His wife's tigerish
jealousy came to my rescue and forced his attention away from me the
moment he possessed himself of my hand. Her cold blue eyes caught
light, her dull white cheeks flushed into bright colour, she looked
years younger than her age in an instant.
"Count!" she said. "Your foreign forms of politeness are not
understood by Englishwomen."
"Pardon me, my angel! The best and dearest Englishwoman in the world
understands them." With those words he dropped my hand and quietly
raised his wife's hand to his lips in place of it.
I ran back up the stairs to take refuge in my own room. If there had
been time to think, my thoughts, when I was alone again, would have
caused me bitter suffering. But there was no time to think. Happily
for the preservation of my calmness and my courage there was time for
nothing but action.
The letters to the lawyer and to Mr. Fairlie were still to be written,
and I sat down at once without a moment's hesitation to devote myself
to them.
There was no multitude of resources to perplex me--there was absolutely
no one to depend on, in the first instance, but myself. Sir Percival
had neither friends nor relatives in the neighbourhood whose
intercession I could attempt to employ. He was on the coldest
terms--in some cases on the worst terms with the families of his own
rank and station who lived near him. We two women had neither father
nor brother to come to the house and take our parts. There was no
choice but to write those two doubtful letters, or to put Laura in the
wrong and myself in the wrong, and to make all peaceable negotiation in
the future impossible by secretly escaping from Blackwater Park.

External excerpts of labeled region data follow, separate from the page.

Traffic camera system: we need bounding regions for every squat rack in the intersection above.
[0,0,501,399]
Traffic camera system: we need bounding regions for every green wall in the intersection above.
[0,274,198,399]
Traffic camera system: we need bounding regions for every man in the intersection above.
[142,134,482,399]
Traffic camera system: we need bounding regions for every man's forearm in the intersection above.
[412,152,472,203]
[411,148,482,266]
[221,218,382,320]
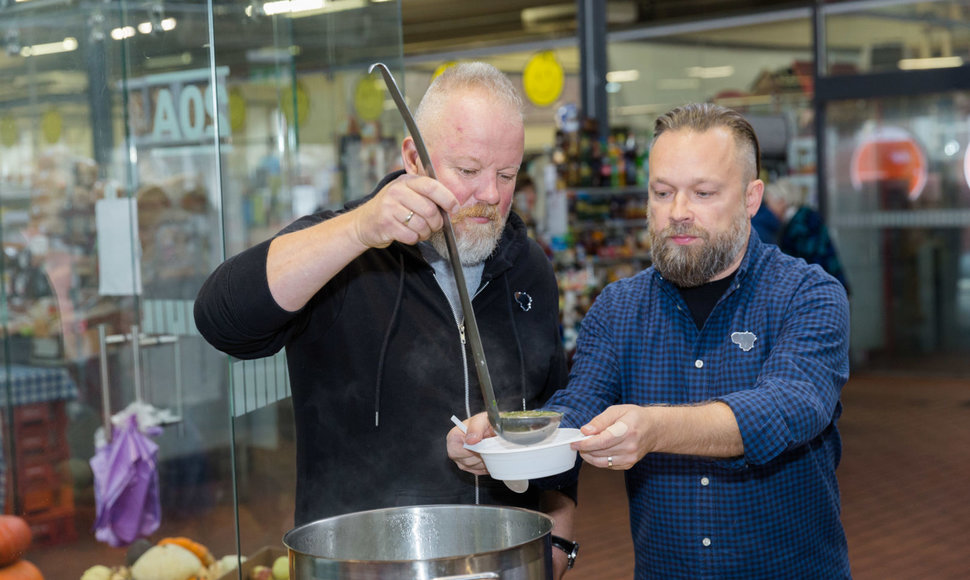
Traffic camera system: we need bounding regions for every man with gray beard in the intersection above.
[448,104,850,580]
[195,63,575,578]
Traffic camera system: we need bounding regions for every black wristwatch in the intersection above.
[552,536,579,570]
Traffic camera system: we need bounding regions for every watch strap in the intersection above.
[552,536,579,570]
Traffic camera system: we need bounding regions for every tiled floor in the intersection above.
[29,374,970,580]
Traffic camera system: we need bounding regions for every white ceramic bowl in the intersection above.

Nothing but the most imminent personal peril could justify our taking
that second course. The letters must be tried first, and I wrote them.
I said nothing to the lawyer about Anne Catherick, because (as I had
already hinted to Laura) that topic was connected with a mystery which
we could not yet explain, and which it would therefore be useless to
write about to a professional man. I left my correspondent to
attribute Sir Percival's disgraceful conduct, if he pleased, to fresh
disputes about money matters, and simply consulted him on the
possibility of taking legal proceedings for Laura's protection in the
event of her husband's refusal to allow her to leave Blackwater Park
for a time and return with me to Limmeridge. I referred him to Mr.